Apprentissage, mémoire et subjectivité

Le monde est structuré et dynamique. Son évolution est régie par des lois que l’intelligence humaine est capable d’identifier et d’exploiter pour atteindre ses objectifs dans un processus d’interaction. Les propriétés physiques de l’environnement ne sont, chez l’homme, pas connues a priori, bien que l’évolution de l’espèce ait permis dans une large mesure l’adaptation au milieu. L’apprentissage phylogénétique, peut dans certains cas suffire à certaines espèces évoluant dans des milieux simples et se contentant d’actes réflexes mais à l’échelle qui nous intéresse, celle de l’homme, le caractère imprévisible de l’environnement nécessite des capacités d’adaptation qui, dans le cadre de la robotique, constitueront notre sujet d’étude. L’apprentissage est donc un moyen d’acquérir des connaissances et permet donc d’adapter le comportement de chaque individu au milieu dans lequel il évolue. La mémoire, dont l’existence est indispensable à toute forme d’apprentissage, nous permet d’une part de stocker l’information pour une utilisation ultérieure mais elle permet d’autre part de prévoir des événements et de créer des relations entre concepts. C’est donc d’une mémoire active dont il s’agit, active par opposition à la mémoire morte d’un ordinateur. D’autre part, la mémoire n’est pas uniquement chez l’homme, un modèle de la dynamique de l’environnement, c’est la mémorisation des conséquences des actions qu’il est capable de produire sur celui ci ou encore d’une fonctionnalité associée à un but. Or, tandis que l’état du monde tel qu’il apparaît à nos sens est perçu d’une façon comparable d’un individu à l’autre, les buts sont propres à chaque individu. Il existe donc une composante subjective (lié au sujet) évoluant durant l’expérience qui nous permet d’évaluer les situations et d’exprimer la motivation d’agir.

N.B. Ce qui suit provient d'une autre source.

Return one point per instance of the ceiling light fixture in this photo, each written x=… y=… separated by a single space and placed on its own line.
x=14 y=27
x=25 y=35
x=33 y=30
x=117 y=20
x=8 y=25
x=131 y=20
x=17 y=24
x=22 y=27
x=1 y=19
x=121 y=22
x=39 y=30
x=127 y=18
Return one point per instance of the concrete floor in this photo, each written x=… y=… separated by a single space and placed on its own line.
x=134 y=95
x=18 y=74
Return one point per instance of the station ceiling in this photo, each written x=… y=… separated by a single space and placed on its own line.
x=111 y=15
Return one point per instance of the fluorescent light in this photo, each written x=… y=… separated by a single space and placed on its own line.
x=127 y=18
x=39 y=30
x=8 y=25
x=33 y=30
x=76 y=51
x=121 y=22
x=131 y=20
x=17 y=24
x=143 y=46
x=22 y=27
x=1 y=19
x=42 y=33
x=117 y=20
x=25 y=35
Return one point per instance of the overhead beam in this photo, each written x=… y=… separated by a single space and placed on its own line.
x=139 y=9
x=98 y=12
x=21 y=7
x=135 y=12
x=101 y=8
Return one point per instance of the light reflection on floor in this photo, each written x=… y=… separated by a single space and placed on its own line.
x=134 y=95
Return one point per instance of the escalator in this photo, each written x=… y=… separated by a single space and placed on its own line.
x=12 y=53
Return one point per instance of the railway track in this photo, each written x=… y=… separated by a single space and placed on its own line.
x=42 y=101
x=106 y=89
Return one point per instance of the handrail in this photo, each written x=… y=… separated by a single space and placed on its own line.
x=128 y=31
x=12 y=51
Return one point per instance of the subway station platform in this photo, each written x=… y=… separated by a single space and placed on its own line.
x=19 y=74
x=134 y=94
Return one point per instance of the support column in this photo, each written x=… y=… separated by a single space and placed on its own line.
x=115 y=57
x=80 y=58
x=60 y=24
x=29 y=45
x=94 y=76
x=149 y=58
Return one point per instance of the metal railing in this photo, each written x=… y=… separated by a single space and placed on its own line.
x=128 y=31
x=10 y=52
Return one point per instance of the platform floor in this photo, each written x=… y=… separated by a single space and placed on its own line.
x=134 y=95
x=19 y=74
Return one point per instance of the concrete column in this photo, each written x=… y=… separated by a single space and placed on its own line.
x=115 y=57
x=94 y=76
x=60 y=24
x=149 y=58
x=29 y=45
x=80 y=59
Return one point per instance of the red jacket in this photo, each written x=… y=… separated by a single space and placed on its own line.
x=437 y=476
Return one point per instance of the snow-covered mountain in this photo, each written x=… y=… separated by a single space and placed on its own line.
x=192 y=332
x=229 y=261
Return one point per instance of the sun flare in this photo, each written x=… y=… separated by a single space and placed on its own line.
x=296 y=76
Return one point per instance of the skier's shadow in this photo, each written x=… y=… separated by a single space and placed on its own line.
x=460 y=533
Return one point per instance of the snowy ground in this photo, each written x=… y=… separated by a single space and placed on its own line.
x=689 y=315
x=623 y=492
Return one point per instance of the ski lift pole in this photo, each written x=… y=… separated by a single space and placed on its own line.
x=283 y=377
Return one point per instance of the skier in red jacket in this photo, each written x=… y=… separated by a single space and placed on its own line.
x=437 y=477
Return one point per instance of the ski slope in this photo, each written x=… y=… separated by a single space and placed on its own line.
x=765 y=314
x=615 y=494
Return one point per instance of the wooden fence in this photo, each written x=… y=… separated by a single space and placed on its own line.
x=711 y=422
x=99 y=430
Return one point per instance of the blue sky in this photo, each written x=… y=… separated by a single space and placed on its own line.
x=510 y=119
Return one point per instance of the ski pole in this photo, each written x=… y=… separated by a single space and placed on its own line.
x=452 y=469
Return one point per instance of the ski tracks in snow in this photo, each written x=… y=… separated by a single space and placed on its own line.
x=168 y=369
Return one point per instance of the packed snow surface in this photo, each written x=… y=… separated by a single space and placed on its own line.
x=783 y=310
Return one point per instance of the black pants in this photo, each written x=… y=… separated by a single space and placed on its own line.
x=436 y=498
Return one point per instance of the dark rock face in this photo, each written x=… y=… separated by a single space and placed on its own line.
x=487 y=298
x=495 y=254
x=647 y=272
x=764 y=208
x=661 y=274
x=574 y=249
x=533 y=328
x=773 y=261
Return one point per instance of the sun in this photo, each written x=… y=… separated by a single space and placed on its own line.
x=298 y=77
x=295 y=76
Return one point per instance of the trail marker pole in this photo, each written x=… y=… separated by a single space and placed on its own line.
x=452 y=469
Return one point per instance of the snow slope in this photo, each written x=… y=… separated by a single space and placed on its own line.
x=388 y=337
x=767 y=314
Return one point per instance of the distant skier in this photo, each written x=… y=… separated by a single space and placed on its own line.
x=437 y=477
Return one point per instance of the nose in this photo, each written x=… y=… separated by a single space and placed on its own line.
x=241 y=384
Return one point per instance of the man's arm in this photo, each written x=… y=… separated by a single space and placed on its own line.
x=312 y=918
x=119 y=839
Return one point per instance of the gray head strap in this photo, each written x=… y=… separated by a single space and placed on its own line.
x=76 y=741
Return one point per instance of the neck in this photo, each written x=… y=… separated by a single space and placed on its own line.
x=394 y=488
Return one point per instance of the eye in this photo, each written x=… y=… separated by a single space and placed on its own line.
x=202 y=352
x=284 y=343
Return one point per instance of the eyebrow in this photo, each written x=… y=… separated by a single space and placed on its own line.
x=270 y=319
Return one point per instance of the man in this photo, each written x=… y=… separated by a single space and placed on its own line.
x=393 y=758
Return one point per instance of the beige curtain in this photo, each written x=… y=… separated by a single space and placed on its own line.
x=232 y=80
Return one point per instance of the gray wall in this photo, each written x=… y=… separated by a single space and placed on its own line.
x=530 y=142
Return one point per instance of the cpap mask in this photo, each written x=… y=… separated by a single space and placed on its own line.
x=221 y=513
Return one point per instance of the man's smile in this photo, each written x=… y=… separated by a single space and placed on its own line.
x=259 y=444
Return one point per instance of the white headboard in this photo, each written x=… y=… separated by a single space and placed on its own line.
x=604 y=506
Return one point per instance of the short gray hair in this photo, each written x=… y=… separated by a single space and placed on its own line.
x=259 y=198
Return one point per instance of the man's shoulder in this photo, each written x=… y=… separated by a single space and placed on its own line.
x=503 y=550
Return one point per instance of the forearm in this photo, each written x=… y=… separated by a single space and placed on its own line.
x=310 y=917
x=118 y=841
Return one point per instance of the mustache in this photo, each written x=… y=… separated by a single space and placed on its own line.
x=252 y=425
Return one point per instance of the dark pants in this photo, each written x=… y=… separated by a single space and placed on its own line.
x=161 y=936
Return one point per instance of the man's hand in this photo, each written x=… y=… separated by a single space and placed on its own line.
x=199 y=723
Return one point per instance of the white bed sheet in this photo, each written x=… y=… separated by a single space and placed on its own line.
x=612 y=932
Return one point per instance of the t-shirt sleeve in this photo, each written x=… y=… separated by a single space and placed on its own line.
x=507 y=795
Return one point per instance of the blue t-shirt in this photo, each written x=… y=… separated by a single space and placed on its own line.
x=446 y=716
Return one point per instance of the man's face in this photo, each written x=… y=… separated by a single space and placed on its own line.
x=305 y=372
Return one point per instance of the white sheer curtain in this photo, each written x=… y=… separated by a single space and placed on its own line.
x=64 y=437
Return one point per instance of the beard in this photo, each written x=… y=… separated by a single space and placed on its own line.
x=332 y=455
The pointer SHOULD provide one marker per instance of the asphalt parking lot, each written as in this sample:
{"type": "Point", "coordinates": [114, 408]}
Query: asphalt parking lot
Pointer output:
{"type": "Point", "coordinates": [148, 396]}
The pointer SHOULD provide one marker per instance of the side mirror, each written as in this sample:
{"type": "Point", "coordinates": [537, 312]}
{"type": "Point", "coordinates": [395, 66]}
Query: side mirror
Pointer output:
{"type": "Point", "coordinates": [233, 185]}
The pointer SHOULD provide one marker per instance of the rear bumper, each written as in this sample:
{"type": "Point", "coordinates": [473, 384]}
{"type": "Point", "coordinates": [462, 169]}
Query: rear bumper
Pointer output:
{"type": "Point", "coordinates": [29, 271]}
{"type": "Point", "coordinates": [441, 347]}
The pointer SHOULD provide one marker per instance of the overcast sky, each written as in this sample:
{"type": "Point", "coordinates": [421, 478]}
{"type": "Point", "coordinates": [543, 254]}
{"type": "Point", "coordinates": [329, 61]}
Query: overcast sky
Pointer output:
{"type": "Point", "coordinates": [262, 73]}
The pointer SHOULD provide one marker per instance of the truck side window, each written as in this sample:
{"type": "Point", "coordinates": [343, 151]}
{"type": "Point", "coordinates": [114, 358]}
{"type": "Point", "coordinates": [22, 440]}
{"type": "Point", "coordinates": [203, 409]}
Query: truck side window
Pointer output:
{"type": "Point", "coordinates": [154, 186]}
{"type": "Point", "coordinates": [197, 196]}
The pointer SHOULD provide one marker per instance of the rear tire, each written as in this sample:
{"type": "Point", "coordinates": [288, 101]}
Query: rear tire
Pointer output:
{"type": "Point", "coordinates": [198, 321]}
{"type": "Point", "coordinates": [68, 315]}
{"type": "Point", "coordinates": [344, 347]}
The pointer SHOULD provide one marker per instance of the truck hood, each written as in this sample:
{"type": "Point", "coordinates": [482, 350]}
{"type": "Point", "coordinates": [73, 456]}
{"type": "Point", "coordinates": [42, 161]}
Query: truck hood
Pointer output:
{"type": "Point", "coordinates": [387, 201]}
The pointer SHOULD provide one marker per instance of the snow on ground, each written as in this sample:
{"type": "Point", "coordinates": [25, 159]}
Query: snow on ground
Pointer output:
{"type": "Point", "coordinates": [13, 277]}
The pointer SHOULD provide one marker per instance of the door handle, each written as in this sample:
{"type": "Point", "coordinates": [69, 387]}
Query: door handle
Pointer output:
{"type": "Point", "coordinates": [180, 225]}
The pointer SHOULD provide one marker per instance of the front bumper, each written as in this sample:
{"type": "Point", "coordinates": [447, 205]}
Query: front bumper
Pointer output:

Nous considérerons dans cette thèse un système qui devra explicitement prendre en compte ces deux composantes objectives et subjectives. On trouvera dans [Paquier 04] une analyse complète et une justification d’un tel système. Nous présenterons ici ses caractéristiques et son fonctionnement. Toutefois, lorsque nécessaire, nous reprendrons l’analyse en certains points.

Représentations distribuées

Notre système de représentations est constitué d’un réseau de neurones formels à impulsions. Le modéle de neurone tel qu’il sera décrit dans le Chapitre 3 hérite de diverses caractéristiques issues du domaine des neurosciences computationnelles telles que l’utilisation d’un modèle de neurone de type « intègre et tire » [Lapicque 07, Tuckwell 88], l’emploi d’une règle locale d’apprentissage s’inspirant de la règle de Hebb [Hebb 49] et d’un modèle de propagation de l’information de type « event-driven » permettant d’économiser le temps de calcul. Notre système de représentation est distribué et hiérarchique. À la différence des approches symboliques, les objets du monde ne sont pas représentés par des symboles mais par un ensemble d’unités de traitement actives au même instant. C’est un code, une signature binaire dont le support est l’ensemble des unités de traitement du système. Plusieurs objets peuvent par conséquent partager une partie de leur signature et des relations d’inclusion peuvent exister entre différentes représentations. Ce code binaire peut bien-sûr représenter un nombre, donc en quelque sorte un symbole. Cependant, la capacité expressive du codage distribué permet d’appréhender un nombre illimité de concepts sans en modifier ses règles internes. En effet, dans un système purement symbolique, chaque symbole étant unique et atomique, apprendre un nouveau concept revient à créer un nouveau symbole et explicitement définir ses relations avec les autres. Cette tâche serait donc dévolue au concepteur et non, comme nous le souhaitons, au système lui-même. Nous utilisons un système de codage par position où « l’infinité des sens est … rejetée dans l’infinité des lieux » [Paquier 04]. Notre système de représentation dispose par ailleurs de liens réunissant les unités de traitement en graphe. C’est grâce à ce graphe qu’il est possible de représenter les liens de dépendance qui relient les représentations entre elles. La représentation d’un objet en un ensemble de composantes est par exemple un moyen efficace de décomposition permettant 1) le partage de composantes entre différentes représentations et 2) une reconnaissance robuste grâce à un niveau d’abstraction accru [Biederman 87].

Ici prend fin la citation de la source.